Countdown to Solvency II - ICAS+ - getting closer and closer to Solvency II?


Across the market, both the PRA and FCA have been stepping up their activities over recent months, whether through risk reviews, thematic reviews or increased use of the “Section 166” (“Skilled Person’s Report”) tool. Following some initial confusion, the PRA’s Individual Capital Adequacy Standards plus (“ICAS+”) regime, which allows insurers to use their Solvency II work to meet current ICAS requirements, is also now beginning to establish an identity that takes it well beyond previous ICA exercises.

 By Tim Edwards, Director, Insurance and Investment Management, PwC

 Solvency II seems to have slipped off the agenda whilst we wait for political agreement, followed by votes, and then messaging, all sometime in the future. But in reality, the ICAS+ regime is moving both the PRA and the major firms in the industry firmly in a Solvency II direction.

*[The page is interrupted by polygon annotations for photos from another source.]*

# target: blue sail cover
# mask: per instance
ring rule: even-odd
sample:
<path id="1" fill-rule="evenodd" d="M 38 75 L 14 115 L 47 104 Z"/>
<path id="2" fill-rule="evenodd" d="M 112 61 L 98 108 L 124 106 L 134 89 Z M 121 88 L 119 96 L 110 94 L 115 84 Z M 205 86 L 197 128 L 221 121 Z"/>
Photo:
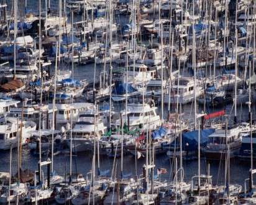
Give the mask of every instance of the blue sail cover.
<path id="1" fill-rule="evenodd" d="M 200 130 L 200 146 L 206 146 L 208 136 L 214 132 L 215 129 L 208 129 Z M 183 148 L 185 150 L 196 150 L 198 146 L 198 130 L 193 130 L 183 133 Z"/>
<path id="2" fill-rule="evenodd" d="M 131 93 L 137 91 L 137 89 L 132 87 L 130 84 L 127 84 L 127 93 Z M 126 93 L 126 83 L 119 83 L 116 84 L 112 91 L 112 93 L 114 94 L 125 94 Z"/>
<path id="3" fill-rule="evenodd" d="M 22 29 L 30 29 L 32 25 L 32 24 L 25 23 L 25 22 L 18 22 L 17 24 L 17 29 L 18 30 Z M 14 24 L 10 24 L 10 30 L 14 30 Z"/>
<path id="4" fill-rule="evenodd" d="M 71 78 L 63 79 L 61 81 L 61 83 L 65 85 L 81 85 L 80 81 L 76 80 L 73 80 Z"/>
<path id="5" fill-rule="evenodd" d="M 160 127 L 158 129 L 155 130 L 152 133 L 152 139 L 153 140 L 157 140 L 162 139 L 167 133 L 165 128 Z"/>

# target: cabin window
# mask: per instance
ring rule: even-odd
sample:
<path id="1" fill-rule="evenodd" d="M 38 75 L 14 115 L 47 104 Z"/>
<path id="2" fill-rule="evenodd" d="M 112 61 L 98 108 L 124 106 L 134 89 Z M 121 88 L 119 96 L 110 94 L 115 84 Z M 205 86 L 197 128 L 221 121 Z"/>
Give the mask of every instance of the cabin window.
<path id="1" fill-rule="evenodd" d="M 5 134 L 0 134 L 0 140 L 3 140 L 5 139 Z"/>

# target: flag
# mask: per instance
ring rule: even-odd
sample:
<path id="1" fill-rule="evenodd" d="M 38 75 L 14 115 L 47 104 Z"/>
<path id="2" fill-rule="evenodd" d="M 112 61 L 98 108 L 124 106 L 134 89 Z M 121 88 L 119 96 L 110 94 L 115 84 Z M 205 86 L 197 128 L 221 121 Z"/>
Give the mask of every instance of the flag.
<path id="1" fill-rule="evenodd" d="M 136 142 L 139 142 L 140 141 L 142 141 L 145 140 L 145 135 L 144 134 L 142 133 L 140 134 L 137 138 L 136 138 Z"/>
<path id="2" fill-rule="evenodd" d="M 165 168 L 160 168 L 157 169 L 157 175 L 165 175 L 167 173 L 167 170 Z"/>
<path id="3" fill-rule="evenodd" d="M 141 152 L 137 151 L 137 158 L 139 160 L 142 157 L 144 157 L 144 155 Z"/>

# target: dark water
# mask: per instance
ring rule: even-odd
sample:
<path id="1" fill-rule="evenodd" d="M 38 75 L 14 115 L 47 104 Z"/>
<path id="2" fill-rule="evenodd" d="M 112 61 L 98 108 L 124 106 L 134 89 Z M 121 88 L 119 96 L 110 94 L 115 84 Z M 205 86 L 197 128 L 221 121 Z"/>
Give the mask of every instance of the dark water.
<path id="1" fill-rule="evenodd" d="M 20 1 L 19 1 L 20 2 Z M 21 1 L 21 7 L 19 9 L 21 13 L 24 11 L 24 1 Z M 42 7 L 44 8 L 44 1 L 42 1 Z M 58 1 L 52 0 L 50 1 L 51 8 L 53 10 L 57 10 L 58 8 Z M 23 8 L 22 8 L 23 7 Z M 33 10 L 34 12 L 38 12 L 39 1 L 27 1 L 27 9 Z M 11 10 L 11 9 L 10 9 Z M 79 17 L 77 17 L 79 18 Z M 66 66 L 65 69 L 71 69 L 70 66 Z M 98 76 L 98 73 L 102 71 L 102 66 L 96 66 L 96 76 Z M 91 81 L 94 77 L 94 65 L 87 65 L 85 66 L 75 66 L 74 69 L 74 76 L 78 79 L 87 79 Z M 192 108 L 191 108 L 192 107 Z M 183 112 L 185 112 L 185 117 L 188 120 L 193 119 L 193 106 L 187 105 L 183 107 Z M 227 106 L 226 107 L 226 112 L 228 114 L 234 114 L 234 109 L 232 109 L 232 105 Z M 165 115 L 167 116 L 167 107 L 165 107 Z M 199 108 L 199 112 L 201 107 Z M 231 111 L 232 112 L 231 112 Z M 211 110 L 210 110 L 211 111 Z M 246 121 L 248 118 L 248 109 L 247 107 L 238 107 L 238 119 L 239 121 Z M 159 112 L 160 113 L 160 112 Z M 13 150 L 12 155 L 13 160 L 12 162 L 12 173 L 17 172 L 17 150 Z M 45 160 L 47 157 L 43 157 Z M 37 170 L 37 163 L 39 158 L 37 157 L 32 156 L 29 150 L 24 147 L 22 148 L 22 166 L 24 168 L 29 168 L 32 170 Z M 73 158 L 73 171 L 77 171 L 83 173 L 85 175 L 90 170 L 91 170 L 93 160 L 92 153 L 80 153 L 75 155 Z M 117 171 L 121 170 L 121 160 L 118 158 L 117 162 Z M 143 165 L 145 163 L 145 158 L 140 158 L 137 160 L 137 170 L 140 173 Z M 135 162 L 136 160 L 133 156 L 125 156 L 124 158 L 124 173 L 135 173 Z M 207 163 L 204 159 L 201 159 L 201 173 L 206 173 Z M 210 162 L 210 174 L 213 176 L 214 183 L 218 184 L 223 184 L 224 179 L 224 162 L 219 161 Z M 169 158 L 165 155 L 155 157 L 155 164 L 157 168 L 166 168 L 168 170 L 167 175 L 162 176 L 167 180 L 171 178 L 171 167 L 173 163 L 170 161 Z M 97 165 L 97 161 L 96 161 Z M 96 166 L 98 165 L 96 165 Z M 185 170 L 185 177 L 186 180 L 190 180 L 191 177 L 198 173 L 198 161 L 183 161 L 183 166 Z M 112 170 L 113 167 L 113 159 L 108 157 L 101 157 L 99 159 L 99 166 L 101 170 L 110 169 Z M 0 171 L 9 171 L 9 152 L 0 152 Z M 54 157 L 54 170 L 57 173 L 61 175 L 69 172 L 70 168 L 70 157 L 63 154 Z M 244 180 L 249 177 L 249 163 L 243 160 L 231 160 L 230 174 L 231 183 L 239 183 L 244 184 Z M 45 170 L 45 173 L 46 171 Z"/>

 Beginning with the models themselves, the PRA feedback certainly appears to have an eye for future Solvency II requirements, with focus on complex issues such as calibrations, assumptions, expert judgement and dependencies (diversification / aggregation issues). All of this adds up to a “deeper prod” than we have seen historically. Firms are now expected to be able to reconcile – with a good story and at some degree of granularity – their ICAS v Solvency II capital requirements, as well as their current capital position v last ICA. A higher standard of validation is now expected, and model limitations are expected to be identified. This provides an essential hook to the use test, with boards and senior management expected to be able to explain how any model limitations might impact their ability to make decisions that are informed by model output.

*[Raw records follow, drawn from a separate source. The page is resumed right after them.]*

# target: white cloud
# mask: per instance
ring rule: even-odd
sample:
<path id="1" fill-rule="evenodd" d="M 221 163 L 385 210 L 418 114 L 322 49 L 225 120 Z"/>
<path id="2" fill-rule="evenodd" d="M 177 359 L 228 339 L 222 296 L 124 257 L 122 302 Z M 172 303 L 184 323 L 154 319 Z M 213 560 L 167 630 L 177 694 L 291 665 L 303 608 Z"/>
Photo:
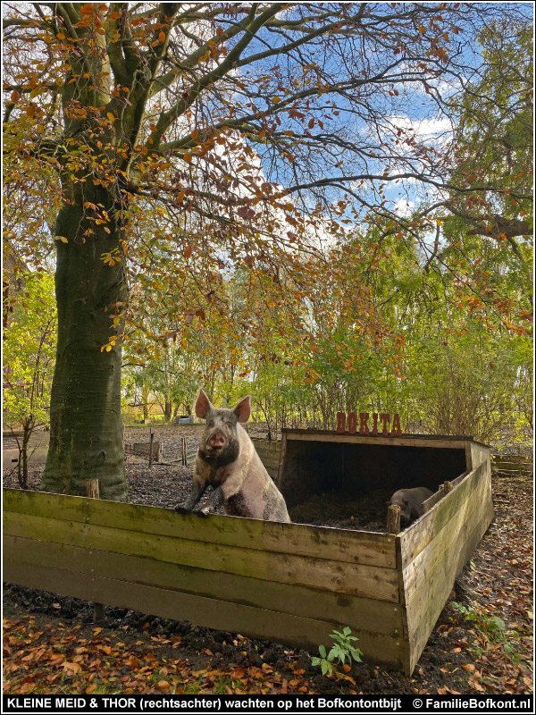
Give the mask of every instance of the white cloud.
<path id="1" fill-rule="evenodd" d="M 393 208 L 398 215 L 406 217 L 411 214 L 415 206 L 415 201 L 408 201 L 406 198 L 399 198 Z"/>

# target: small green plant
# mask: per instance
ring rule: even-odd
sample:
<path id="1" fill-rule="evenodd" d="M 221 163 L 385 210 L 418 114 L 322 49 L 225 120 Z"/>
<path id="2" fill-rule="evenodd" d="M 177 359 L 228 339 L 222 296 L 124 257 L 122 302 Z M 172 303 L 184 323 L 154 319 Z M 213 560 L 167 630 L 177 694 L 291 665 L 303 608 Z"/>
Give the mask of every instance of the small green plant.
<path id="1" fill-rule="evenodd" d="M 504 620 L 496 618 L 494 616 L 489 616 L 483 609 L 474 608 L 473 604 L 471 604 L 470 608 L 467 608 L 463 603 L 457 603 L 453 601 L 451 605 L 464 620 L 474 624 L 474 629 L 479 631 L 486 641 L 492 644 L 500 644 L 505 653 L 515 660 L 516 654 L 513 652 L 514 649 L 508 642 L 508 637 L 519 638 L 519 635 L 515 631 L 507 632 Z M 479 654 L 482 655 L 482 648 L 475 645 L 474 649 L 480 652 Z"/>
<path id="2" fill-rule="evenodd" d="M 313 656 L 311 658 L 311 664 L 319 665 L 322 669 L 322 676 L 325 676 L 326 673 L 332 675 L 334 665 L 344 665 L 347 658 L 348 660 L 348 664 L 351 663 L 352 660 L 355 660 L 356 663 L 361 662 L 363 652 L 360 651 L 359 648 L 356 648 L 351 643 L 352 641 L 357 641 L 359 639 L 356 635 L 351 635 L 351 633 L 352 629 L 349 626 L 345 626 L 342 629 L 342 633 L 333 628 L 333 633 L 330 635 L 330 638 L 332 638 L 335 643 L 331 646 L 330 652 L 326 652 L 325 645 L 318 646 L 318 652 L 321 657 Z"/>

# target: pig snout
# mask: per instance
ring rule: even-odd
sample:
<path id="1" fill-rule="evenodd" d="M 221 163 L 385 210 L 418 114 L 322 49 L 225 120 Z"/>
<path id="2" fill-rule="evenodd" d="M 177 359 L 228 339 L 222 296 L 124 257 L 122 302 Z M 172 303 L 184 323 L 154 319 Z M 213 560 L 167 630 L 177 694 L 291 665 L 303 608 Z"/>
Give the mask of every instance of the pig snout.
<path id="1" fill-rule="evenodd" d="M 221 432 L 216 432 L 208 438 L 208 443 L 211 447 L 221 450 L 227 444 L 227 438 Z"/>

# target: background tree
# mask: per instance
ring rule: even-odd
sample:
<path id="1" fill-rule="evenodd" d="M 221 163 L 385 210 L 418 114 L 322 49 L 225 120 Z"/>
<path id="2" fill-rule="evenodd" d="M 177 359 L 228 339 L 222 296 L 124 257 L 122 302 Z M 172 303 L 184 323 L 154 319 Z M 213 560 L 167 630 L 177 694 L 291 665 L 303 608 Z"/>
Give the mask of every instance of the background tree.
<path id="1" fill-rule="evenodd" d="M 3 341 L 4 423 L 17 442 L 19 484 L 28 489 L 29 438 L 50 421 L 57 318 L 51 277 L 26 273 L 21 280 L 21 290 L 4 305 L 9 311 Z"/>
<path id="2" fill-rule="evenodd" d="M 453 149 L 419 139 L 406 119 L 417 96 L 419 121 L 448 116 L 452 91 L 463 80 L 463 93 L 478 64 L 484 23 L 523 13 L 435 3 L 11 7 L 6 189 L 28 191 L 38 164 L 34 181 L 55 181 L 61 197 L 42 488 L 83 493 L 96 476 L 102 496 L 126 498 L 121 351 L 125 321 L 145 318 L 130 306 L 130 271 L 163 292 L 188 280 L 190 308 L 228 321 L 218 275 L 239 266 L 295 342 L 309 344 L 307 286 L 326 277 L 344 293 L 329 247 L 344 251 L 345 222 L 376 217 L 425 246 L 386 191 L 405 181 L 428 188 L 431 201 L 456 190 L 444 180 Z M 157 241 L 137 231 L 149 216 Z M 367 303 L 367 332 L 382 342 L 389 331 Z M 170 321 L 183 315 L 176 304 L 169 311 Z"/>

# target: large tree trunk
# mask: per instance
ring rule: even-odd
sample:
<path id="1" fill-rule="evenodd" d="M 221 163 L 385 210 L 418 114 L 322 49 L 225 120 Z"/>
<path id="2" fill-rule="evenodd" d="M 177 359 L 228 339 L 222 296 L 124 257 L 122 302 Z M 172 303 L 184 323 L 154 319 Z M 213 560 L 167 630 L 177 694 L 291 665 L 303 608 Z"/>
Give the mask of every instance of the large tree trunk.
<path id="1" fill-rule="evenodd" d="M 105 207 L 110 233 L 91 220 L 95 214 L 88 214 L 88 202 Z M 122 332 L 122 321 L 113 326 L 113 319 L 124 308 L 128 294 L 115 208 L 113 198 L 105 188 L 87 181 L 70 187 L 58 214 L 58 344 L 50 447 L 40 489 L 85 495 L 86 481 L 98 478 L 101 498 L 120 501 L 128 499 L 121 425 L 120 341 L 111 349 L 102 349 L 113 335 Z M 114 264 L 105 263 L 103 254 L 116 248 L 120 252 L 112 254 Z"/>

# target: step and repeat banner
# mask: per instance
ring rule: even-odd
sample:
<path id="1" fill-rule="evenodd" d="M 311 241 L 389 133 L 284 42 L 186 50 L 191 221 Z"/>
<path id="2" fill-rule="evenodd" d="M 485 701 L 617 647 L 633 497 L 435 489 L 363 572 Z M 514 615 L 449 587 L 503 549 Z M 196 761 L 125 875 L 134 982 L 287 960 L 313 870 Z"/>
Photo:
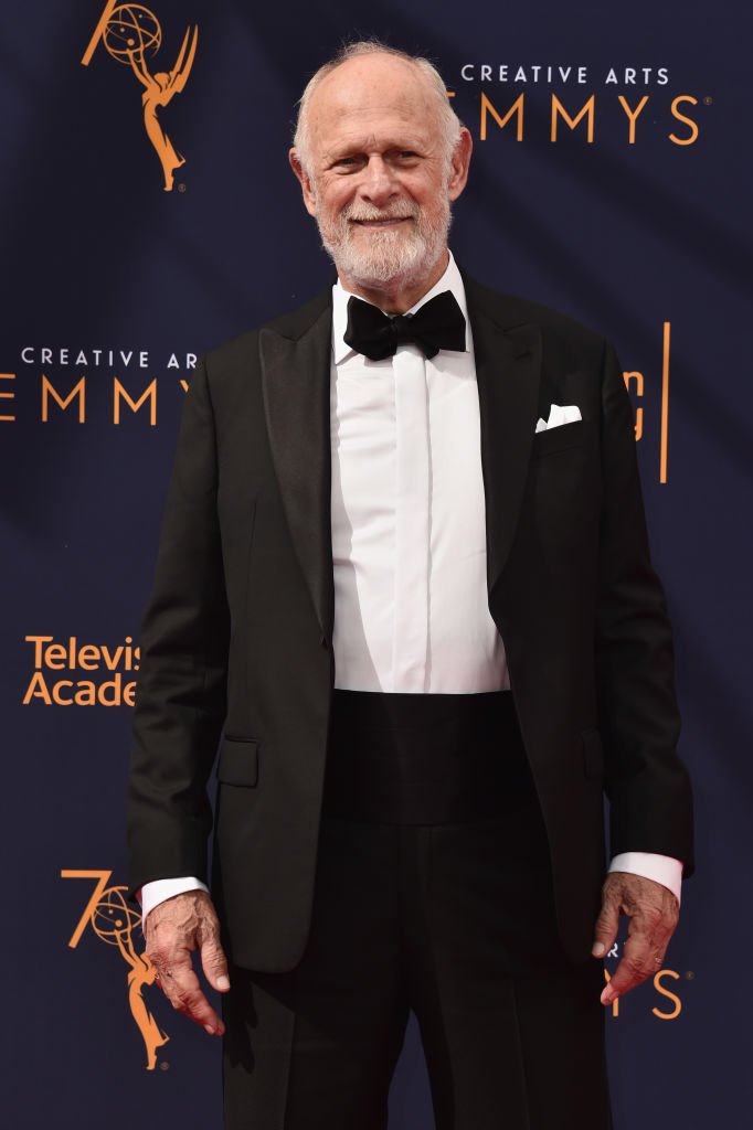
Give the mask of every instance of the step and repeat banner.
<path id="1" fill-rule="evenodd" d="M 746 1124 L 750 9 L 0 11 L 3 1124 L 219 1130 L 218 1044 L 166 1006 L 123 897 L 139 624 L 197 357 L 328 278 L 286 151 L 308 76 L 367 35 L 435 60 L 473 133 L 459 262 L 617 345 L 699 870 L 666 967 L 607 1017 L 615 1125 Z M 412 1029 L 390 1127 L 432 1125 Z"/>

 The forward-looking agenda of the PRA has led to firms having to provide business plans and strategies over a 3-5 year period, including risk profiling, risk appetite and anticipated capital requirements. All of this needs to be backed up by stress and scenario testing, and with evidence of active involvement of both Board and Risk Committee. This begins to feel a bit like a Solvency II ORSA, and that is not coincidental.

 There is a long way to go, of course. Many firms have commented that feedback from the PRA is very slow, and so required changes to practices and methodologies are being delayed. In some cases, model developments are held back, for fear of having to unwind elements at a later stage. I recently heard this elegantly referred to this as “a self-acknowledged development point” for the PRA, which seems a fair assessment.

 With many commentators now expecting Solvency II to be implemented from January 2016, and EIOPA’s proposed Interim Measures from early 2014, ICAS+ firms should be some way along the road.